In which situations does BoneView™ help you the most?
My colleagues and I rotate on positions. We only have one or two standard X-ray shifts a week, which is not many, and they are very busy, often with a lot of emergency cases, and interrupted by interventional procedures or ultrasound exams to perform. In these moments, BoneView is very useful to prevent us from reading too fast or from making a mistake due to lack of concentration. This week, I received feedback from two colleagues: for one, BoneView detected a fracture he missed because he went too fast on the exam, for the other it pointed to a subtle fracture, difficult to spot on a pediatric exam. BoneView highlights areas of interest when there are too many things to look at.
You tested competing solutions for automatic fracture detection. What differentiates solutions, what makes you keep one or the other?
Initially, we tested BoneView and a competing solution and were able to compare both in clinical practice during a few days. The decision was clear. Besides the feeling that BoneView generates significantly fewer false positives, which saves time, it is much more intuitive and easier to use: at a glance, we can see if the system detected something and where, in order to check immediately and form an opinion on these areas of interest. It is fully integrated into our reading workflow, and it is a key criterion to make it applicable and relevant in clinical routine. Today all the feedback is very positive and we want to continue with this solution.
Have you identified any obstacles when getting started with AI?
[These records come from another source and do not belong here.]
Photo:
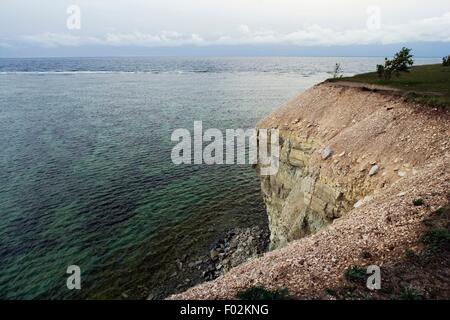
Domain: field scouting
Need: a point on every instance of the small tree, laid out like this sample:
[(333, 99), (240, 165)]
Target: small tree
[(401, 62), (446, 61), (337, 73)]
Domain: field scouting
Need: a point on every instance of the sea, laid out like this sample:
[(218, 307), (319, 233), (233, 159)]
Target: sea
[(86, 176)]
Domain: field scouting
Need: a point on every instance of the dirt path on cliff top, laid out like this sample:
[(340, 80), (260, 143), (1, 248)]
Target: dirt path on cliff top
[(367, 127)]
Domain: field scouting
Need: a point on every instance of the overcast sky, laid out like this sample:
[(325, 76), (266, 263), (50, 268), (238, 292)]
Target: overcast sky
[(28, 27)]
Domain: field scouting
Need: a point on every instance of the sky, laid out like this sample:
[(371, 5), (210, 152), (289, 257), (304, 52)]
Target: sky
[(222, 27)]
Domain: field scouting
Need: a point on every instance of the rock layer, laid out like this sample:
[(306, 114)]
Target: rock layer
[(331, 210)]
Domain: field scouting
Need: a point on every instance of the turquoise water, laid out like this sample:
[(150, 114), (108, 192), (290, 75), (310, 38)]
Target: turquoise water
[(85, 170)]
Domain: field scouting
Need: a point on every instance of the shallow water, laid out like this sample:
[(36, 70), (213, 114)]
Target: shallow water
[(85, 170)]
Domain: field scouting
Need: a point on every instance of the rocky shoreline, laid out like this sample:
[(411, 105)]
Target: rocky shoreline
[(233, 248)]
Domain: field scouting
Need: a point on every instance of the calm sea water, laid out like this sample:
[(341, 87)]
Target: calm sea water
[(85, 170)]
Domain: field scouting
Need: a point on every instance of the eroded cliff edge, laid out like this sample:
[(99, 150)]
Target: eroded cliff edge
[(352, 162)]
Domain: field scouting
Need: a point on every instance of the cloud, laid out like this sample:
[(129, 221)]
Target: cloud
[(435, 29)]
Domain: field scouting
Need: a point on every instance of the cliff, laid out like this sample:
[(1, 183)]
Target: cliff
[(352, 162)]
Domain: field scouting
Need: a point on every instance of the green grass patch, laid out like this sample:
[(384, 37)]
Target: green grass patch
[(427, 84), (409, 293), (260, 293)]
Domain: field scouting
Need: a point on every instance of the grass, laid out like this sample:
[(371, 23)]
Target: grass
[(427, 84), (410, 294), (260, 293)]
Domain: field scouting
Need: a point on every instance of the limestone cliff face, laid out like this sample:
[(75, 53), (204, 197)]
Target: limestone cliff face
[(299, 201), (352, 162), (338, 147)]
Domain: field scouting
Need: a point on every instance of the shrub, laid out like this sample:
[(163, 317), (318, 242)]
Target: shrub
[(437, 240), (446, 61), (401, 62), (260, 293)]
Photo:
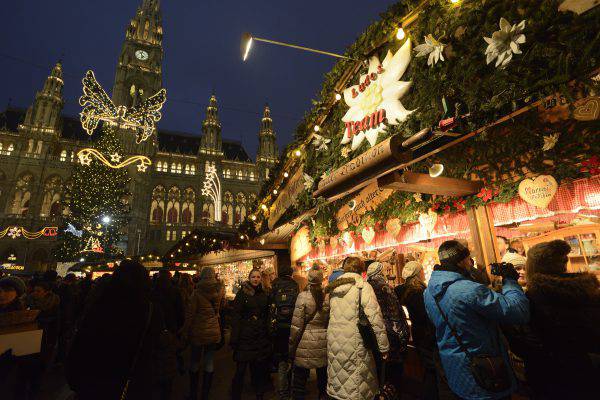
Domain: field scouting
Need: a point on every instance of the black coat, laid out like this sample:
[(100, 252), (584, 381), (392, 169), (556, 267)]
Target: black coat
[(565, 319), (249, 333)]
The advantage of BoneView is that it is very intuitive. We were able to train our team simply by showing each other the tool. From this point of view, the transition to AI was easy, even for those most reluctant to its use. Indeed, they changed their mind as soon as BoneView prevented them from making a diagnostic error or two. The opinion on AI is changing. Initially, some said they were able to see fractures without aid. Ultimately, the question is not so much whether or not you can see the fractures, but rather not to miss anything when you are “swamped”!